Mechanically, Adam took the letter from the man, but after seeing what was written on the outside of the sealed and folded billet, he froze, blinking his eyes as if he couldn’t believe what he’d read. He broke the seal and unfolded the letter within. When he was done reading it, he walked, very slowly, back into the conservatory. Back to her.
“It seems I was mistaken. I’m not going to London after all.”
Such was his look of alarm Zoe couldn’t help but say, “I hope no one is ill—or dead?”
He responded with a harsh laugh. “No. Someone is most definitely not dead.”
“Then what is it?”
“Here, read it yourself. I can’t bring myself to read it aloud to you.”
He held the letter out in such a way that his fingers avoided touching hers, but even so, as she took the paper from him, she could feel that old feeling, as if a current flowed between his hand and hers.

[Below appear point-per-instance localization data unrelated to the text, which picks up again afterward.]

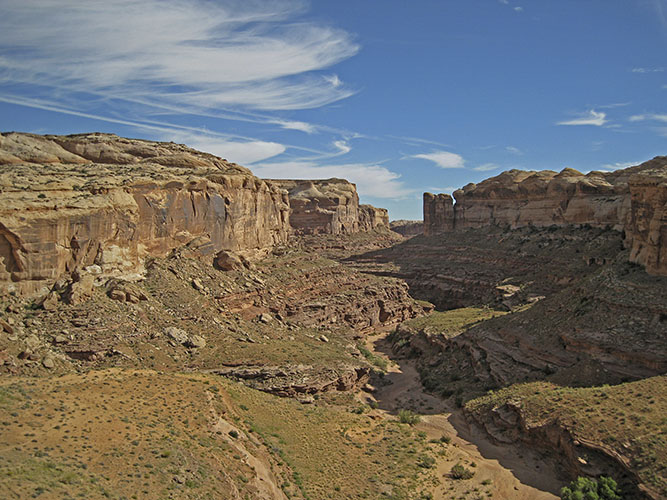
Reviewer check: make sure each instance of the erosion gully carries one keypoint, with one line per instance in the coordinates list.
(515, 472)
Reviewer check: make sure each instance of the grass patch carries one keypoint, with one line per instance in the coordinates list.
(628, 419)
(453, 322)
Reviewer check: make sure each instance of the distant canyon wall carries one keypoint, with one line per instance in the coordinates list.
(407, 228)
(633, 200)
(70, 202)
(329, 206)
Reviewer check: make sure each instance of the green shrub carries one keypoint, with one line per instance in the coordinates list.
(584, 488)
(460, 472)
(408, 417)
(426, 462)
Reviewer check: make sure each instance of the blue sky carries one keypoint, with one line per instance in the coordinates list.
(398, 97)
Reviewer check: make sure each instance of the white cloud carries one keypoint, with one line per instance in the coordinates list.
(487, 167)
(650, 116)
(449, 189)
(591, 117)
(308, 128)
(197, 53)
(334, 81)
(443, 159)
(343, 147)
(619, 165)
(371, 180)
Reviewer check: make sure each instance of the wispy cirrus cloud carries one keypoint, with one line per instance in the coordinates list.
(197, 53)
(443, 159)
(590, 117)
(619, 165)
(487, 167)
(659, 117)
(371, 179)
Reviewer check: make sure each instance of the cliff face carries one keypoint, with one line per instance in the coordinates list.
(69, 202)
(371, 217)
(329, 206)
(438, 213)
(407, 228)
(646, 225)
(632, 199)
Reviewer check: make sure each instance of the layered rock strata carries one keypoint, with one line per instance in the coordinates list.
(72, 202)
(371, 217)
(407, 228)
(329, 206)
(633, 200)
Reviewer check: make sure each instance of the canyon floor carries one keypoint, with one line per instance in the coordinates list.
(359, 366)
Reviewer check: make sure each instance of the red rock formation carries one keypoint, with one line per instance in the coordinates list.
(323, 206)
(631, 199)
(646, 226)
(371, 217)
(438, 213)
(73, 201)
(329, 206)
(407, 228)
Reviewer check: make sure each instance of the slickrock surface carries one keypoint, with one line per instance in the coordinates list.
(70, 202)
(633, 200)
(407, 228)
(578, 307)
(329, 206)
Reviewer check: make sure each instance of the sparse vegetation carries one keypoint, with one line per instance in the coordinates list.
(408, 417)
(584, 488)
(458, 471)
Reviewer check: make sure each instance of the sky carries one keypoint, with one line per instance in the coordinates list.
(398, 97)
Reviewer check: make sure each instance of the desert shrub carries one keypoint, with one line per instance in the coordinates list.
(408, 417)
(584, 488)
(460, 472)
(426, 462)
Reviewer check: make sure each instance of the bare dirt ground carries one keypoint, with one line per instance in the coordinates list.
(502, 472)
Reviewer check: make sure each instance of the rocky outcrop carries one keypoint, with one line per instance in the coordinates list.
(407, 228)
(322, 206)
(329, 206)
(371, 217)
(300, 381)
(630, 200)
(646, 225)
(438, 213)
(69, 202)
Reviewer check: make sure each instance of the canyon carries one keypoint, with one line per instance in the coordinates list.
(631, 200)
(258, 338)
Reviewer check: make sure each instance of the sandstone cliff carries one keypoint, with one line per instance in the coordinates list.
(329, 206)
(69, 202)
(371, 217)
(407, 228)
(631, 200)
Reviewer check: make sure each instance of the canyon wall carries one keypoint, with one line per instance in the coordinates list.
(71, 202)
(371, 217)
(407, 228)
(633, 200)
(329, 206)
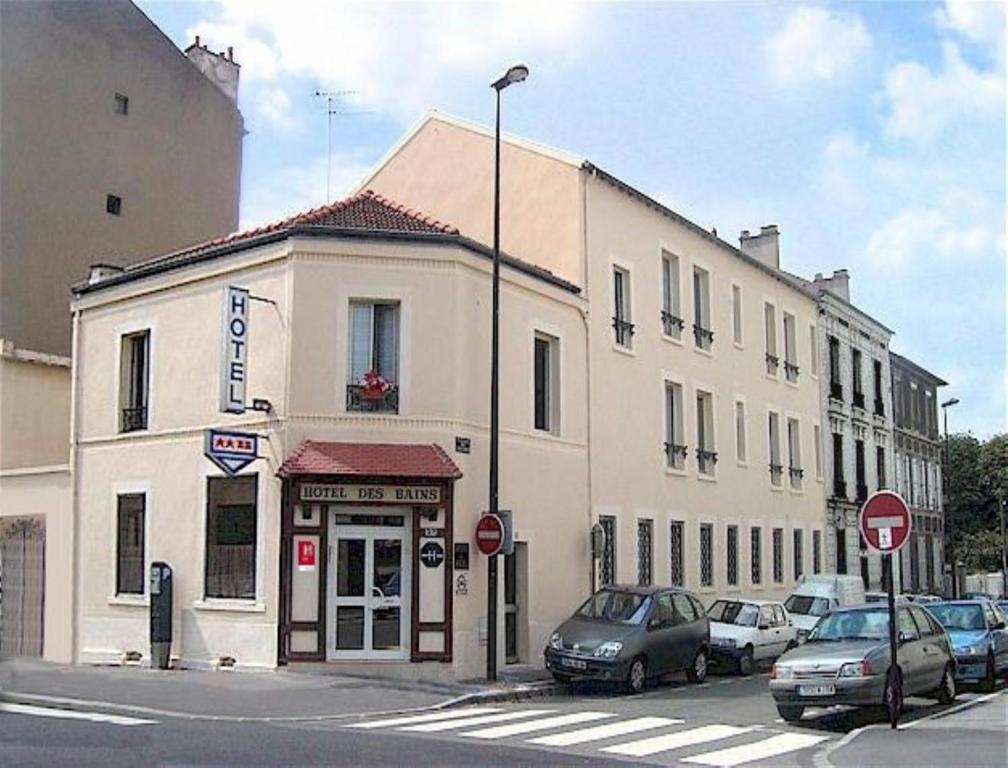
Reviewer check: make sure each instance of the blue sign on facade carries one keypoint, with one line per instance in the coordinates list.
(230, 451)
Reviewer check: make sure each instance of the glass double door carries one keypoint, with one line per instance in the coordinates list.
(368, 594)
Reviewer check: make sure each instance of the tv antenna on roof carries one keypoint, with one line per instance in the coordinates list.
(333, 108)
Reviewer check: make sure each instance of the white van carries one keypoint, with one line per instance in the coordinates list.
(814, 596)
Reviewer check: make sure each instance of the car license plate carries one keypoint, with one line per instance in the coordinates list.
(817, 690)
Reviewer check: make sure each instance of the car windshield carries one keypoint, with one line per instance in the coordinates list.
(953, 616)
(870, 624)
(729, 612)
(612, 605)
(806, 605)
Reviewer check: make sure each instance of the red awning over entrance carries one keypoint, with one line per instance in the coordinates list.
(386, 460)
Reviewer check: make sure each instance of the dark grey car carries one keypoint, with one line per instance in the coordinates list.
(846, 660)
(632, 634)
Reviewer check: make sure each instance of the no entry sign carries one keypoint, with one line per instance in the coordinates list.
(489, 534)
(885, 521)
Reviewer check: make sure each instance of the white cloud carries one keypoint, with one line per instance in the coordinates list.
(923, 104)
(400, 56)
(816, 44)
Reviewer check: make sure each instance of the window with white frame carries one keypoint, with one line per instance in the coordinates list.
(790, 349)
(703, 333)
(795, 473)
(706, 554)
(374, 357)
(776, 468)
(134, 381)
(545, 382)
(622, 322)
(671, 307)
(737, 313)
(741, 452)
(707, 456)
(675, 449)
(770, 336)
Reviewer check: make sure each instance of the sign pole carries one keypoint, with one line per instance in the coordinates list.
(887, 565)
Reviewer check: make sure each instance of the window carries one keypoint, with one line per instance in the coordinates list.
(607, 567)
(839, 485)
(676, 574)
(374, 357)
(546, 383)
(859, 394)
(790, 349)
(732, 554)
(798, 554)
(231, 537)
(645, 530)
(794, 470)
(770, 329)
(622, 325)
(675, 449)
(740, 431)
(778, 554)
(129, 543)
(817, 439)
(703, 335)
(671, 309)
(706, 554)
(756, 553)
(134, 375)
(737, 314)
(836, 388)
(812, 351)
(707, 457)
(776, 469)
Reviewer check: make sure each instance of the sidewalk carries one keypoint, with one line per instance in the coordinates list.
(236, 695)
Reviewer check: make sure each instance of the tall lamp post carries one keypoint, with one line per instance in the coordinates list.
(950, 553)
(515, 74)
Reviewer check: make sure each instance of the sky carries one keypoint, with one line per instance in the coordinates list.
(873, 134)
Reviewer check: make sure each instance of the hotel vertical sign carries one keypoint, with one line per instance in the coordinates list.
(234, 349)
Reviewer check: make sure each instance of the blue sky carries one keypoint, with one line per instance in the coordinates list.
(872, 133)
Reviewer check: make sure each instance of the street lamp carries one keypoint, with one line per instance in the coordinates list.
(950, 554)
(515, 74)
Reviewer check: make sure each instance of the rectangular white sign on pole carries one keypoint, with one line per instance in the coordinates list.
(234, 349)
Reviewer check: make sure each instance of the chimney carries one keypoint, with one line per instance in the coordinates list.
(839, 284)
(764, 247)
(220, 69)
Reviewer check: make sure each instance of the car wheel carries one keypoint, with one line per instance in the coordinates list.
(893, 696)
(698, 672)
(637, 676)
(746, 661)
(990, 677)
(790, 714)
(947, 690)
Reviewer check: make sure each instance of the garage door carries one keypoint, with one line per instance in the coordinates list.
(22, 580)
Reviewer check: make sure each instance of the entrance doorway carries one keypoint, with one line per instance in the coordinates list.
(369, 588)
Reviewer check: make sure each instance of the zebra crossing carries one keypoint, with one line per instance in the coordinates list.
(654, 739)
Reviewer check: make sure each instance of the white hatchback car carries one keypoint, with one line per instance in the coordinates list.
(746, 631)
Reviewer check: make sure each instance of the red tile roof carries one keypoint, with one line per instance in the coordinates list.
(391, 460)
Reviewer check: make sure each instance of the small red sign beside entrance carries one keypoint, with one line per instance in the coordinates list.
(885, 521)
(489, 534)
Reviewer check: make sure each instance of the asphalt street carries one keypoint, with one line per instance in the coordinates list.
(726, 722)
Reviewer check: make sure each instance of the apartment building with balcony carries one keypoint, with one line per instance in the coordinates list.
(857, 405)
(704, 417)
(918, 472)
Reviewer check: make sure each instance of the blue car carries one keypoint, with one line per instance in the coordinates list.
(979, 633)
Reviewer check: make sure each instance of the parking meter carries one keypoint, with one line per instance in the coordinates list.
(160, 615)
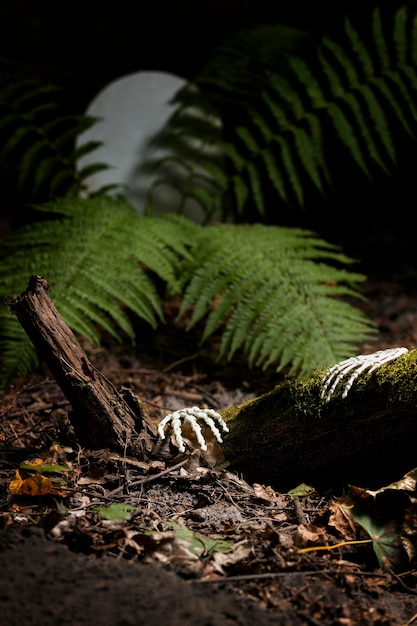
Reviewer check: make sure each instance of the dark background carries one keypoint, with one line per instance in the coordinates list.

She scanned the letter, to distract herself. The signature was only a scrawl that meant nothing to her, but as she slowly deciphered the unfamiliar handwriting and read the lines inscribed in a spindly hand, what she held in her hand became clear.
It was a letter from the Dark Lord, sent from the Isle of Iskeny. Dated only three days before.
Its writer demanded to know if it were true that, as he had heard, Adam had chosen to dally at Strathrimmon. He lamented that his days grew short and wondered why his chosen heir had not returned to him. He wondered, too, what had happened to the virgin whose presence at the Final Teaching was so essential to them both.